Perhaps it's helpful to look at your question a different way. Most people would never want to humiliate their kid or set them up for failure. And they'd be sorry to learn that their kid felt that way. PD parents don't care. They don't care what they did and they'd do it again in a heartbeat.

moglow

QuoteIt's not unintentional. Sort of like how passive aggression is still aggression. A lot of people with PD parents are set up for failure and everything that follows is lagniappe.

Perhaps it's helpful to look at your question a different way. Most people would never want to humiliate their kid or set them up for failure. And they'd be sorry to learn that their kid felt that way. PD parents don't care. They don't care what they did and they'd do it again in a heartbeat.

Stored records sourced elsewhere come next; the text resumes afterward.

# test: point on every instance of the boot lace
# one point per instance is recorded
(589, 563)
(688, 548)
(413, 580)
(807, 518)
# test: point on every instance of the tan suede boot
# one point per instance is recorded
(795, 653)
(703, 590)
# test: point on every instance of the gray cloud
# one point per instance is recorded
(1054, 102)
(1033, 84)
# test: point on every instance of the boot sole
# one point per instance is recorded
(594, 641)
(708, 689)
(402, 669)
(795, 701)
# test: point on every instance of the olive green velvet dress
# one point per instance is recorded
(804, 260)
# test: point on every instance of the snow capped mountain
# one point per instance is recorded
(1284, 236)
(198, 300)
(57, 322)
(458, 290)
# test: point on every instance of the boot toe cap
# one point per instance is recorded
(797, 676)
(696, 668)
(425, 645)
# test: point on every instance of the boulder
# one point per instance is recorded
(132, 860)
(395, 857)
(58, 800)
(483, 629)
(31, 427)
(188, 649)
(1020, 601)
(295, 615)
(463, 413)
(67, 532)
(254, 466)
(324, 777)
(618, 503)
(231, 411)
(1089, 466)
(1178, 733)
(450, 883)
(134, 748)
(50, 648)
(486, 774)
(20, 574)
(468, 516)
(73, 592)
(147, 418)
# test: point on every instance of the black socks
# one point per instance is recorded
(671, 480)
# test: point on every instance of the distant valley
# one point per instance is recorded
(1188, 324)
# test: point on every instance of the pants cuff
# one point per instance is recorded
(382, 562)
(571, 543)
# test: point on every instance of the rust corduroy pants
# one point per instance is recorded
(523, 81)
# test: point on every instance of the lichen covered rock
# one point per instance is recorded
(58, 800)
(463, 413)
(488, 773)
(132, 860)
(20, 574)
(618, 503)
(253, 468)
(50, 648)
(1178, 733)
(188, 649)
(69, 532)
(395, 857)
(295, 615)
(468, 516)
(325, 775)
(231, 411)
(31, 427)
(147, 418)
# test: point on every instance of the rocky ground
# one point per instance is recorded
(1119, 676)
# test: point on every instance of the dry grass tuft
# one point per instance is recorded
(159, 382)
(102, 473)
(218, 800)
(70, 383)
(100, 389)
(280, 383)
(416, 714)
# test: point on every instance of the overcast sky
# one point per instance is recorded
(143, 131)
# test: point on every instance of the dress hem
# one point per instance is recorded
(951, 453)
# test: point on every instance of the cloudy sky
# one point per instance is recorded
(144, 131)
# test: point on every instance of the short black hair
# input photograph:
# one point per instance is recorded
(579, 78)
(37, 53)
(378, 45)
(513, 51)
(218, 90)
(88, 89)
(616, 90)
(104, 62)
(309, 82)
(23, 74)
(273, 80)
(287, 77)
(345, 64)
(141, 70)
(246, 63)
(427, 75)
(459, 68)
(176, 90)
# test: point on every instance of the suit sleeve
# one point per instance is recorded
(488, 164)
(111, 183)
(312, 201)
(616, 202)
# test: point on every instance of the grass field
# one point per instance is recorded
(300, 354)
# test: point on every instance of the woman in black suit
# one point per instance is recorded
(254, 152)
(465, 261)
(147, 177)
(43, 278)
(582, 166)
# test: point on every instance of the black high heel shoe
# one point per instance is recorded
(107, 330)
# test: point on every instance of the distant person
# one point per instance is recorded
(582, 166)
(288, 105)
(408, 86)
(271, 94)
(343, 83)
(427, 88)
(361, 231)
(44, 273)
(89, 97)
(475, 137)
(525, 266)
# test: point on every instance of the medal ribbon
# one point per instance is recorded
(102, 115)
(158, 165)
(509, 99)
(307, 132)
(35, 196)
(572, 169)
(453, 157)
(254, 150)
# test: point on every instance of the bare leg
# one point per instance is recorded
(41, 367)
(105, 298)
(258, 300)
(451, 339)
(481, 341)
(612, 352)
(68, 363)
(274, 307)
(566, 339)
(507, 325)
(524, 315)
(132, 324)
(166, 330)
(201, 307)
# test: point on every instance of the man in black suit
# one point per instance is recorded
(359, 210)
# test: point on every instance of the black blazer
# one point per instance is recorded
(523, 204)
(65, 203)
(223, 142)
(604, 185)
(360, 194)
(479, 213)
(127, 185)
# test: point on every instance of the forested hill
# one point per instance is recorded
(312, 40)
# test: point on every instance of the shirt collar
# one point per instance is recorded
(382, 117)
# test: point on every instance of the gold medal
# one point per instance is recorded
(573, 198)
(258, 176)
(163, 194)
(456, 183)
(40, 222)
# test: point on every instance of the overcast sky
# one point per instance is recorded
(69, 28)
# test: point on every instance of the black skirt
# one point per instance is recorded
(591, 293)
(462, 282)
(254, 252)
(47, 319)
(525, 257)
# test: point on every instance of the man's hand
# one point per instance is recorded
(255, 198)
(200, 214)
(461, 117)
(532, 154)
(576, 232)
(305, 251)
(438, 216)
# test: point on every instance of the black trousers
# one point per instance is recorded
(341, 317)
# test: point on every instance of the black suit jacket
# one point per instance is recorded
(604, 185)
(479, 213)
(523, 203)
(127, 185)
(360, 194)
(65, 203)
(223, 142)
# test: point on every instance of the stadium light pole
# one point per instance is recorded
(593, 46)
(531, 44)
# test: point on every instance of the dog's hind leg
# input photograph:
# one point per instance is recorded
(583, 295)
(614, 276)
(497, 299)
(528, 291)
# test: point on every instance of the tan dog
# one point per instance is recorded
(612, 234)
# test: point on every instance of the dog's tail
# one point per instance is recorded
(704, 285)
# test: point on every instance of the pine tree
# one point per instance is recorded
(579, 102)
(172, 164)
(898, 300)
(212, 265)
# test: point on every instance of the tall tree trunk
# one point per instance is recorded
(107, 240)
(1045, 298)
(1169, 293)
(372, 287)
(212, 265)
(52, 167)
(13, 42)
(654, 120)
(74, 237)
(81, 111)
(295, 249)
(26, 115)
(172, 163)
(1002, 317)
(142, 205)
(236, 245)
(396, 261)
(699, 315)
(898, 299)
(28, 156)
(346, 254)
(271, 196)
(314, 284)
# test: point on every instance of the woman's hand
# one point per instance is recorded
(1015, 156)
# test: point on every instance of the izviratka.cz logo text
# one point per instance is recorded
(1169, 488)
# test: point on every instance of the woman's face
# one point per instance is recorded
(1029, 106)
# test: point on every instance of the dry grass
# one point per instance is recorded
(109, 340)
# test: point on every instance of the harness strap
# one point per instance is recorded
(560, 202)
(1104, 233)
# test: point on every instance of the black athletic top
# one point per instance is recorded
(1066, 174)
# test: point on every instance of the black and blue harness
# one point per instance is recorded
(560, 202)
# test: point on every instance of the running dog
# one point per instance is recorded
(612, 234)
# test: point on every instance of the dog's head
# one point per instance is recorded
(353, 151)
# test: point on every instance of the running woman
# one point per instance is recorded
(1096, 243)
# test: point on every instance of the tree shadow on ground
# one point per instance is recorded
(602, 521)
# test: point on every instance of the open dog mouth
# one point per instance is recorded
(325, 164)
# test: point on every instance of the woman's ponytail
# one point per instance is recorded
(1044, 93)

And there's that... I want to believe that parents [of all people!] don't set out to humiliate us. My mindset is more that they don't think it all the way through to what others see as obvious conclusions. We all grew up knowing our actions have consequences, but it's like so many of the PD parents were somehow above or outside any consequences at all. It genuinely doesn't/didn't seem to occur that the rules apply to everyone, INCLUDING them.

"She had not known the weight until she felt the freedom." ~Nathaniel Hawthorne, The Scarlet Letter
"Expectations are disappointments under construction." ~Capn Spanky, The Nook circa 2005ish

Pepin

I can relate to much of this -- and I believe I was set up to fail because NF wasn't listening.  My peers were allowed to follow pursuits that interested them and had flexible parents.  NF was authoritarian and chose what I signed up to do -- much of it was not my thing and I didn't excel.  And then he would get angry that I couldn't do something well -- throw a tantrum -- and then retreat into an extended silent treatment.  My not doing well was an embarrassment to him

I believe that it is intentional.  They never asked us what we wanted to do.  It is what they wanted us to do. 

easterncappy

Quote from: Pepin on July 26, 2022, 05:22:51 PM
I can relate to much of this -- and I believe I was set up to fail because NF wasn't listening.  My peers were allowed to follow pursuits that interested them and had flexible parents.  NF was authoritarian and chose what I signed up to do -- much of it was not my thing and I didn't excel.  And then he would get angry that I couldn't do something well -- throw a tantrum -- and then retreat into an extended silent treatment.  My not doing well was an embarrassment to him

I believe that it is intentional.  They never asked us what we wanted to do.  It is what they wanted us to do.

A lot of personality disorders and methods of emotional/psychological abuse share the trait of viewing others as either an extension of you, or a tool to get something that you want (anything from money to validation to status symbols etc.). So it does make sense that our parents just don't care if we like something or not, we're here to make them feel good and look good, any suffering they cause us is secondary.